You can also shift the iterator window used by the virtual track:

gvtrack.create("chip.shifted", "dense_track", "sum")
gvtrack.iterator("chip.shifted", sshift = -100, eshift = 100)
out <- gextract("chip.shifted", regions, iterator = 200)

Here, each iterator interval is expanded by 100 bp on both sides before evaluating dense_track.
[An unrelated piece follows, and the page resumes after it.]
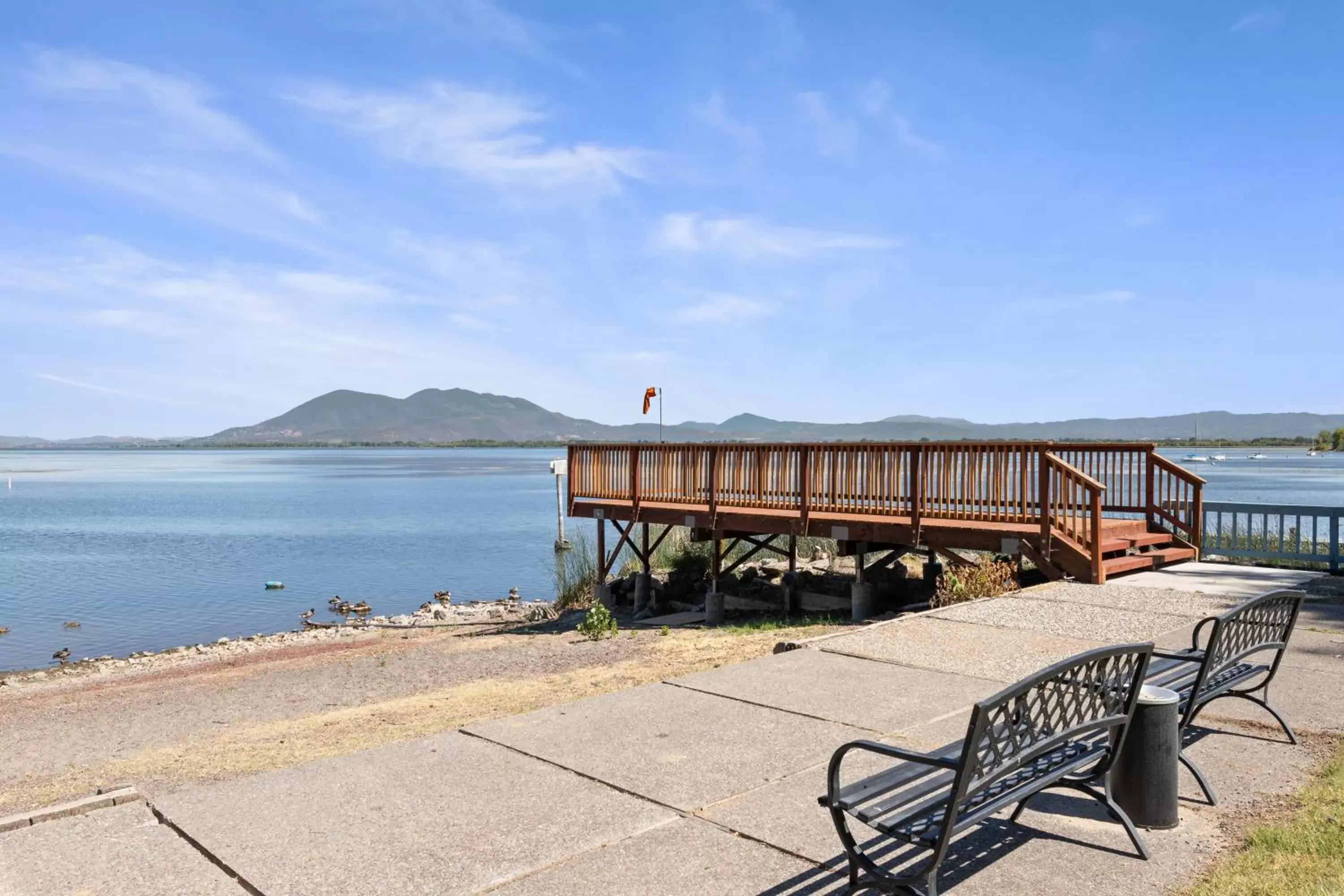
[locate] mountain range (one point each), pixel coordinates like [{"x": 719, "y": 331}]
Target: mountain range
[{"x": 460, "y": 416}]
Virtual tracks are session objects (easy to list with gvtrack.ls and delete with gvtrack.rm).

Minimal Workflow

library(misha)
gdb.init_examples()

# 1) pick scope
regions <- gintervals(1, 0, 50000)

# 2) inspect available tracks
print(gtrack.ls())

# 3) extract signal with a chosen iterator
chip <- gextract("dense_track", regions, iterator = 100)

# 4) screen high-signal bins (as a simple peak-like filter)
hi_chip <- gscreen("dense_track > 0.6", regions, iterator = 100)

# 5) summarize distribution/coverage
stats <- gsummary("dense_track", regions, iterator = 100)

PWM in One Minute

A PWM/PSSM is a motif model over A/C/G/T. In misha, a common pattern is:

  1. Extract sequence from intervals.
  2. Score those sequences with a PWM.
regions <- gintervals(1, c(1000, 2000), c(1020, 2020))
seqs <- gseq.extract(regions)

pssm <- matrix(c(
    0.80, 0.05, 0.10, 0.05,
    0.10, 0.10, 0.70, 0.10,
    0.05, 0.80, 0.05, 0.10,
    0.10, 0.10, 0.10, 0.70
), ncol = 4, byrow = TRUE)
colnames(pssm) <- c("A", "C", "G", "T")

scores <- gseq.pwm(seqs, pssm, mode = "lse")

If your database has motif files under pssms/, you can create a genome-wide PWM-energy track with gtrack.create_pwm_energy(...).